Showing posts with label Paul McCartney. Show all posts
Showing posts with label Paul McCartney. Show all posts

Friday, 4 May 2007

Getting better all the time

So Paul McCartney won a Classical Brit for Best Album last night. His Ecce Cor Meum inspired much critical bitching (he didn’t orchestrate it himself, he wrote vocal lines that were impossible for choirboys to sing, wasn’t Lennon the talented one anyway, etc.). But it won over the shadowy judging panel of the British Recording Industry Trust and Sir Paul walked away with another trophy for his groaning mantelpiece.

Fair play to him. It did get me thinking, though. The quality of McCartney's musical output is generally acknowledged to have diminished as he has moved into middle age. Almost all prominent classical composers, on the other hand, have got better and better as they got older. There’s rarely a sense of a talent burnt out within a few years, and often the last testaments of composers are their most innovative work. Beethoven’s Late Quartets. Verdi’s Falstaff. Wagner’s Parsifal.
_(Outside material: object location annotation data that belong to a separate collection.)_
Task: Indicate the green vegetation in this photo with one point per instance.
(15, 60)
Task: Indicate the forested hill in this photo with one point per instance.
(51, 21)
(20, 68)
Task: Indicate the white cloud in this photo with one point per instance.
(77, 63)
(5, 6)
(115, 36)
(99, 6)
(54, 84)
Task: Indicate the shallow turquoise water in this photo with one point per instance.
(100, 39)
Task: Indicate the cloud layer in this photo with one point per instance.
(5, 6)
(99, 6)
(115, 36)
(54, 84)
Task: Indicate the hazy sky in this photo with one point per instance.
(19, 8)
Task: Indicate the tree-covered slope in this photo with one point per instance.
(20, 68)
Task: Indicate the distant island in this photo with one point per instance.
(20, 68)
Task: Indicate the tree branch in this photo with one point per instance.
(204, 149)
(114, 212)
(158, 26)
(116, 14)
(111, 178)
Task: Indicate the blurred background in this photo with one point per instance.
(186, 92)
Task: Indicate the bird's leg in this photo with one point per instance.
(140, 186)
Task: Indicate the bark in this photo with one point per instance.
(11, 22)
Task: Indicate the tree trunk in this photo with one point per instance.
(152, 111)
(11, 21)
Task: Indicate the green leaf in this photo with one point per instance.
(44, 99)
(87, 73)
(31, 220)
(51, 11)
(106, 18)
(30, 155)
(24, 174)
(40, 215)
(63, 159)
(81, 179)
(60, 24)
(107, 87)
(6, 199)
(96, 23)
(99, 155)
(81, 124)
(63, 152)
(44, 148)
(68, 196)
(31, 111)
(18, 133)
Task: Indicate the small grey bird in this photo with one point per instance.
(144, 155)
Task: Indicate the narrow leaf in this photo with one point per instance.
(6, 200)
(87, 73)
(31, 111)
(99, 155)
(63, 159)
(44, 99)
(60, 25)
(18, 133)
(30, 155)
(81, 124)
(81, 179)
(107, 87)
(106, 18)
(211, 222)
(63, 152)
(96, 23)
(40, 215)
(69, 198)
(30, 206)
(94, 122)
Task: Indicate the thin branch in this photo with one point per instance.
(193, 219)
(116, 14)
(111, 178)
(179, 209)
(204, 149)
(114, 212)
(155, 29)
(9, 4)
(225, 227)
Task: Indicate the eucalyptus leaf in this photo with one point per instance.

The incredible story of Janacek who suddenly found success in his sixties as he created some exquisite quartets, and some exquisitely painful operas.

But not one pop musician has anything like this progressive trajectory. Think of the greats and there’s not one whose best work has been in his or her later years. Not The Beatles, not Prince, not Dylan, not Madonna. Even those who just write rather than perform (and who you’d think might be immune from the modern quest for youth and novelty) seem to lose their muse as they age – witness Burt Bacharach. Any ideas why? Is classical music more about the craft than the inspiration? Or does pop music bring such worldly rewards that successful artists just can’t be bothered any more?